Maria Helena desembarca do avião e vai para o local do encontro. No horário combinado, a ex-nora não aparece com o menino. Maria Helena vai perder o voo de retorno, terá de trocar a passagem e pousar uma noite na cidade.

Como a maioria de nós em semelhante situação, sente-se irritada. As decepções e a raiva acumuladas há anos tendem a vir à tona e a explodir numa grande briga. Porém, Maria Helena decide evitar o comportamento habitual e priorizar a felicidade do seu netinho.

Antes de tudo, procura entender que a ex-nora, provavelmente, sente raiva ao lembrar-se das decepções que teve no casamento.
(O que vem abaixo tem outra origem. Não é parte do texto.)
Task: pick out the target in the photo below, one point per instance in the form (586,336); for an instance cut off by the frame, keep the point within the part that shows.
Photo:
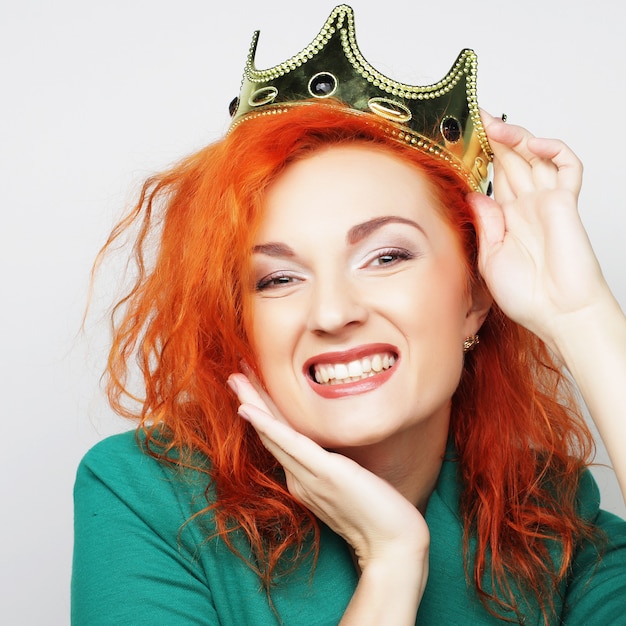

Ela deve ser imatura, no sentido de que não capta a rede de relações em que vivemos. Qualquer atitude nossa afeta muita gente. No caso, transferência de passagem, atraso nos compromissos que teria Maria Helena amanhã, afetando terceiros que nada tinham a ver. Por exemplo, teria de desmarcar horário na dentista, atrapalhando sua agenda, e assim por diante.

Maria Helena coloca-se no lugar da ex-nora e deduz que deve ser difícil para ela entregar, por ordem judicial, o menino para o “ex”, o pai. Sabe o quanto é duro para ela, avó, devolvê-lo no final das férias. Deve ser mais duro ainda para quem é a mãe. Deve sentir a irritação proveniente do sentimento de perda.

No dia seguinte, nova combinação de encontro. Maria Helena já fez o check-out no hotel, mas somente após seis horas do combinado a ex-nora aparece. Joga os cabelos bem escovados para trás e, de seu rosto irretocavelmente maquiado, deixa escapar o sorriso irônico: “Como se seu filho nunca tivesse me feito esperar!”.

Maria Helena abraça calorosamente o neto. Apresenta-se para o novo namorado da ex-nora: “Sem lhe conhecer já lhe quero bem. Meu neto falou por telefone muito bem de você. Sinal de que você é um bom homem e o trata bem”.

Volta-se para a ex-nora e diz: “O que são algumas horas de espera em contrapartida a este presente que você me dá?! Poder conviver nos meus últimos anos de vida com um menino maravilhoso como é o teu filhinho. E ele tem muito de você”.

Maria Helena, antes de falar, buscara dentro de si motivos para ter afeto pela mãe do netinho. Expressou algo que sentia.

A bem maquiada ex-nora e seu novo namorado, constrangidos frente à inesperada recepção amistosa, aceitam o convite para um café. A partir desse momento, uma trégua teve início.

Após muito tempo, o menino vê as pessoas adultas com as quais convivia e tinha afeto se relacionarem sem agressão. Surgira uma flor naquele pântano. “Apenas uma flor”, como na foto de Sérgio de Paula Ramos (foto da capa).

O menino relaxa a ponto de dormir sobre duas cadeiras com a cabeça no colo da vovó. Da admirável vovó.